PERDIÓ la oportunidad de hacer las cosas bien al final. Casi todo fue bueno, mejor que otros años, en la gala de los Goya. Andreu Buenafuente y Silvia Abril protagonizaron una sólida puesta en escena y evitaron ese afán tan español de ser chistosos por obligación. Hasta la audiencia, con cerca de 4 millones de espectadores de media, superó la de otras ediciones en Madrid. Hubo lágrimas, emoción, feminismo, atrevimiento, casi nada de politiqueo, escaso glamur y vencedores justos. Menos en el gran premio. Ahí la Academia del Cine se fue al carajo con su partición salomónica, repartiendo los dos principales galardones entre Campeones, mejor película, y El reino, de Rodrigo Sorogoyen, mejor director.

Porque había que ser políticamente correctos y porque un relato sobre la corrupción no debía ser la ganadora absoluta, pese a que sus méritos eran superiores a los de su rival. Fueron por la vía demagógica. Se pusieron el uniforme de Teresa de Calcuta para situar en lo más alto una narración entrañable, de integración y superación de personas discapacitadas; pero cinematográficamente mediocre, dejando un regusto amargo en el cierre deshonroso de la fiesta.

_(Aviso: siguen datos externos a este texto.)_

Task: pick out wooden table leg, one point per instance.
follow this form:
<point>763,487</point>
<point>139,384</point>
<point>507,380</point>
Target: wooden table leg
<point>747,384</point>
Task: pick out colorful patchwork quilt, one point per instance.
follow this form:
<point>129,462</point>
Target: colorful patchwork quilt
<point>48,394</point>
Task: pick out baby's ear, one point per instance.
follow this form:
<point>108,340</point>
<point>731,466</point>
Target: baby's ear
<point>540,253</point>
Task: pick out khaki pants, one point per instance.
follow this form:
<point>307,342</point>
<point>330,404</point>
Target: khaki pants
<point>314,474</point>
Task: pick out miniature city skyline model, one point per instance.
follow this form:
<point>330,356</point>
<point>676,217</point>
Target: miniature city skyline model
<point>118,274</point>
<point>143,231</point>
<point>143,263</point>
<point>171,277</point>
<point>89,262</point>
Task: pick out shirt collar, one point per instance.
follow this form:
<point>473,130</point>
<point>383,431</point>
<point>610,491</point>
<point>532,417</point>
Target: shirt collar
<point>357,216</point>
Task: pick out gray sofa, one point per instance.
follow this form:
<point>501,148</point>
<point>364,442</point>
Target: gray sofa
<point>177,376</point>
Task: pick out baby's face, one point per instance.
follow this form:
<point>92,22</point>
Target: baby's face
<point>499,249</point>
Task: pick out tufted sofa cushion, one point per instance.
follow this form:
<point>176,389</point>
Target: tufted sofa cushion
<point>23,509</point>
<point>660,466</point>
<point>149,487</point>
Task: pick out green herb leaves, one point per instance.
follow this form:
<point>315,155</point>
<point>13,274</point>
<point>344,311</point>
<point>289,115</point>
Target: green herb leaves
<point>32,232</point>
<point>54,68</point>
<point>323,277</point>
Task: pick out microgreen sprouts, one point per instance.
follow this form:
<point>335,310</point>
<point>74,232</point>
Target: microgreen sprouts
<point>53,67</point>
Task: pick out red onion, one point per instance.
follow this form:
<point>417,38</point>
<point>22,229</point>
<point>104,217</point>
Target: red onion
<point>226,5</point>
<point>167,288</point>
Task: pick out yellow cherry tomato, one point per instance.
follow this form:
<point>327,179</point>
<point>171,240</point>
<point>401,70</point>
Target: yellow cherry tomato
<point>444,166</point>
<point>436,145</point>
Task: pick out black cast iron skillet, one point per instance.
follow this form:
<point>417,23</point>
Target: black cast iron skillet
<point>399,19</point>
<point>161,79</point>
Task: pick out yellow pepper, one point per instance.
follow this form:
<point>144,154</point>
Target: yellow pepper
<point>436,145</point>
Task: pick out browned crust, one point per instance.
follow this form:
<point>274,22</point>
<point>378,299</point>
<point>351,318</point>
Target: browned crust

Volvieron a sonar los gabon y eskerrik asko del pasado año, cuando Handia se llevó diez estatuillas en una noche supervasca. Esta vez nos conformamos con el triunfo de Arancha Etxebarria y la historia de amor de Carmen y Lola. Y subimos al escenario por fotografía, vestuario y animación. La mitad del tiempo se fue en la apertura de los sobres. ¿Con qué los cerraron, con engrudo de pared? Menos mal que el pianista James Rhodes, mágico y delicado, puso un adagio de Bach al recuerdo de la gente del cine fallecida, cuatro minutos que lo justificaron todo, al igual que la perfecta humanidad de Jesús Vidal y su glorioso discurso de agradecimiento. Para morirse.